Что-то его отвлекло. Что-то темное,
непонятное. Король не мог вспомнить, что именно. И вот двадцать
пять дней он лежит в своей постели в покоях, где когда-то родился,
и ждет смерти. С мыслью о том, что он еще столько всего мог
сделать. Он еще полон сил. Ему нет и пятидесяти. Он двадцать девять
лет правит этой страной и сумел перевернуть закостенелые устои
общества. Франция стала сильнее. Ее территории – обширнее. Казна
разрослась несмотря на ошибки и рискованные решения, на фальшивые
монеты, появление которых он допустил. Он почти смог исправить свои
ошибки.
У него трое взрослых сыновей. И вряд
ли династия будет уничтожена с его гибелью – слова магистра не
найдут подтверждения. И все же что-то беспокоило короля. Загадочная
цепь случайностей, которая привела его сюда.
Филипп с трудом закрыл глаза. Он
плохо спал в последнее время. Тело отказывалось подчиняться. А
голова присылала ненужные видения. Лица детей. Умершей жены.
Любимой, но далекой женщины, чье имя сохранил в тайне от всех. Как
она там? Он не видел ее целый месяц. И понимал – никто не разрешит
графине войти в королевскую опочивальню, когда король умирает.
Жаль, что нельзя призвать ее к себе. Это стало бы позором. Не для
него. А для страны, для графини, для ее детей.
Мысль перескочила, пронзив лоб и
затылок острой болью.
Тамплиеры. Орден уничтожен. Ему
удалось добиться ареста большинства рыцарей. И каждого из них ждал
костер. Святая Инквизиция беспощадно истребляла еретиков. И
предателей не обошло безжалостное пламя. Филипп получил огромные
контрибуции. Он поправил экономику. Он избавился от слишком
влиятельного ордена. И, разумеется, он тронул чье-то гнездо. Пока
непонятно, чье. Чудовищная гидра лишилась голов. Но всех ли? Где
гарантия, что после смерти Жака де Моле не объявится кто-то еще,
под чьей властью тамплиеры возродятся в новом, еще более уродливом
обличье?
Голову короля снова пронзила
сокрушительная боль. Он не мог позволить себе застонать, лишь сжал
зубы. Скоро все кончится.

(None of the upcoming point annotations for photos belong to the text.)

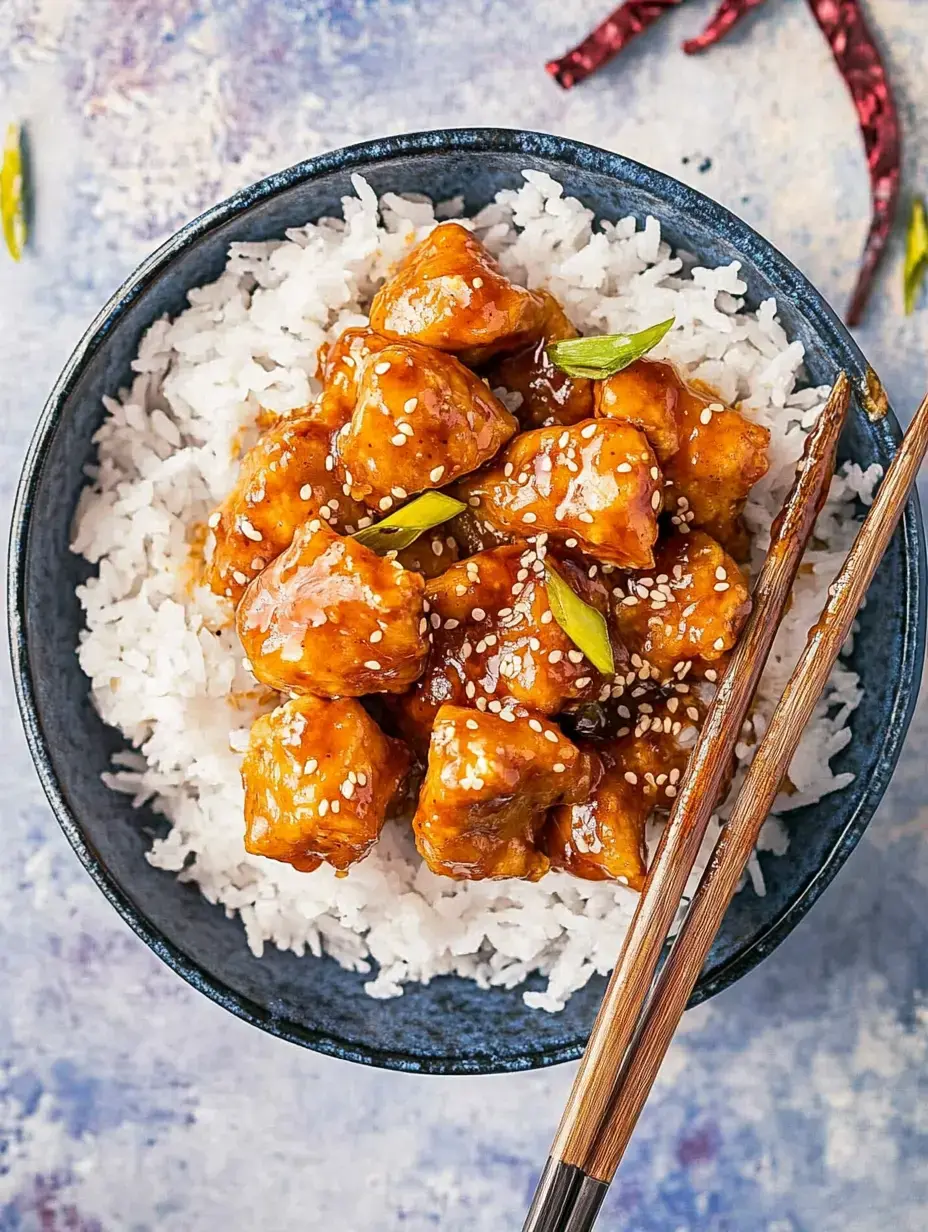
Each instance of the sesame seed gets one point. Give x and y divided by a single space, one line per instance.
248 530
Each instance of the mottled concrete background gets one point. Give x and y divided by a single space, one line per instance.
794 1103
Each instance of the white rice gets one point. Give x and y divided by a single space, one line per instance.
166 668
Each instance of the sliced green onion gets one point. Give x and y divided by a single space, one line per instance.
12 210
600 357
404 527
586 626
916 254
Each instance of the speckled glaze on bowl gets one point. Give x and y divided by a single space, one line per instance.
449 1025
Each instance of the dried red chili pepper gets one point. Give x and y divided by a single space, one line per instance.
858 59
608 40
727 15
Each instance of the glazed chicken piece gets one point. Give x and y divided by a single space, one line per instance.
688 609
319 780
720 458
645 394
330 617
549 394
494 641
340 372
602 838
450 293
286 477
422 420
486 792
594 487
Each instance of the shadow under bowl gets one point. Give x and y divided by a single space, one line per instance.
449 1025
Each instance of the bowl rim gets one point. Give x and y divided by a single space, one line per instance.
788 281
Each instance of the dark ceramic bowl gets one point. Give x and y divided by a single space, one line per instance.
450 1025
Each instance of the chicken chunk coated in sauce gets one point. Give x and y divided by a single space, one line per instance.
549 394
688 609
422 420
286 478
330 617
645 394
487 789
341 371
494 641
594 487
450 293
720 458
602 838
319 779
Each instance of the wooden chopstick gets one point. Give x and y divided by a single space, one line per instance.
754 801
563 1182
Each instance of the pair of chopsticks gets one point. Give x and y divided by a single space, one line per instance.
640 1014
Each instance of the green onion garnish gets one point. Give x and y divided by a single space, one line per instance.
586 626
404 527
12 210
600 357
916 254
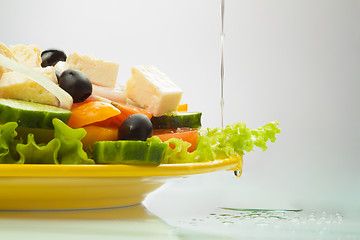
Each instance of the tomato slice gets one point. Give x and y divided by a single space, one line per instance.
97 133
128 110
186 134
91 112
182 108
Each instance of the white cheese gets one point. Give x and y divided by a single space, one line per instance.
4 50
29 55
100 72
61 66
15 85
153 90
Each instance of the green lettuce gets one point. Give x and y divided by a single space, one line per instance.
33 153
232 141
65 148
8 143
71 150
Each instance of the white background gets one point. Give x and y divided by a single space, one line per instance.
293 61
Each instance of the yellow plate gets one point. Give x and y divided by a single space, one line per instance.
60 187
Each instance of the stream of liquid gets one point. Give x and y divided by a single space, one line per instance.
222 36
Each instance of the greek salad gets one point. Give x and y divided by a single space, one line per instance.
69 109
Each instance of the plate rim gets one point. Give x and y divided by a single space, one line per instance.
108 171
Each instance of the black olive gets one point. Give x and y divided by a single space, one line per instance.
136 127
57 73
51 56
76 83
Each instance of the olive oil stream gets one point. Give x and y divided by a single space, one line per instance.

Он не скажет этого вслух – не покажет
ничем, ни взглядом, ни словом, но он искренне ждет конца. Боль
измучила. Невозможность что-то делать обессилила. Филипп понимал,
что дни его сочтены, и надеялся, что счет им краток. Он не смел
молиться и не видел в этом смысла. Поэтому рассматривал
потолок.
- Так умирают короли, - произнес над
его ухом смутно знакомый голос.
Взгляд Филиппа остановился на темной
фигуре. Фигура вышла из тени и встала в изножье кровати. Мужчина в
плаще, под которым не видно оружия. Он не был приближенным короля.
Филипп хотел задать вопрос, но не посчитал нужным открывать рот –
всем своим телом, измученным и почти уже мертвым, он ощущал угрозу,
исходившую от застывшей у его ног мрачной тени. Угрозу, смутную и
непонятную, но слишком похожую на то, что спровоцировало падение с
любимой лошади.
- Короли умирают в одиночестве.
Наедине со своей болью и своими ошибками. Ты расплачиваешься за
ошибки, король. И ты не сможешь ничего изменить. Ни своей властью,
ни своим богатством – ты бессилен пред ликом высших сил. Сил,
которые тебе недоступны.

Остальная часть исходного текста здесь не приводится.